As shown in the above results,

the output shape of the reshape function in %52 is (1, 3, 85, 26, 26) rather than (4, 3, 85, 26, 26)

Is there any idea how to resolve such a problem??

best wishes,

R. Kim

siju-samuel · May 26, 2020, 6:53am

diff --git a/python/tvm/relay/frontend/darknet.py b/python/tvm/relay/frontend/darknet.py
index 936d7c0dc..62a320780 100644
--- a/python/tvm/relay/frontend/darknet.py
+++ b/python/tvm/relay/frontend/darknet.py
@@ -637,12 +637,12 @@ class GraphProto(object):
             attr.update({'coords' : layer.coords})
             attr.update({'background' : layer.background})
             attr.update({'softmax' : layer.softmax})
-            attr.update({'shape' : (1, layer.c, layer.h, layer.w)})
+            attr.update({'shape' : (-1, layer.c, layer.h, layer.w)})
 
         elif LAYERTYPE.YOLO == layer_type:
             attr.update({'n' : layer.n})
             attr.update({'classes' : layer.classes})
-            attr.update({'shape' : (1, layer.c, layer.h, layer.w)})
+            attr.update({'shape' : (-1, layer.c, layer.h, layer.w)})
 
         elif LAYERTYPE.UPSAMPLE == layer_type:
             attr.update({'scale' : layer.stride})

You can apply this diff to python/tvm/relay/frontend/darknet.py to quickly solve this issue. This will change your output to module.get_output(0) --> (4, 255, 26, 26) module.get_output(1) --> (4, 255, 13, 13) But you need to do the post processing to consider the batch values as well. layer_out['output'] = layer_out['output'].reshape(out_shape) Here the outshape must consider the batch size as well, currently its written to handle only batch_size of 1.

kitkat · May 26, 2020, 8:16am

Siju,

The problem is solved!!

When I run Yolov3-tiny on jetson nano, it takes about 35 ms for single image inference.
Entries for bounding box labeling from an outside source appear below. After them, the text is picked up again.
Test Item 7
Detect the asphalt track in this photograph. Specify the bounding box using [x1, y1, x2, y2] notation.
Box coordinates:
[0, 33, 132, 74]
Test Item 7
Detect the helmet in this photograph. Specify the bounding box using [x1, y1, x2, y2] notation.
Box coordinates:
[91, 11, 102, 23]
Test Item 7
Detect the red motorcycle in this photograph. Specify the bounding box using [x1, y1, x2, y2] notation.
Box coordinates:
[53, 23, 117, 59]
Now, it takes about 120 ms for four image inference.

Greatly appreciate for your response.

HilmiK · May 29, 2020, 9:22am

@kitkat

What is target backend when you get this timing performance ?

Thanks

kitkat · May 29, 2020, 11:17am

The target device is jetson nano.

AutoTVM is used to derive best logs for conv2d layers on cuda backend with sm_52 compute capability option.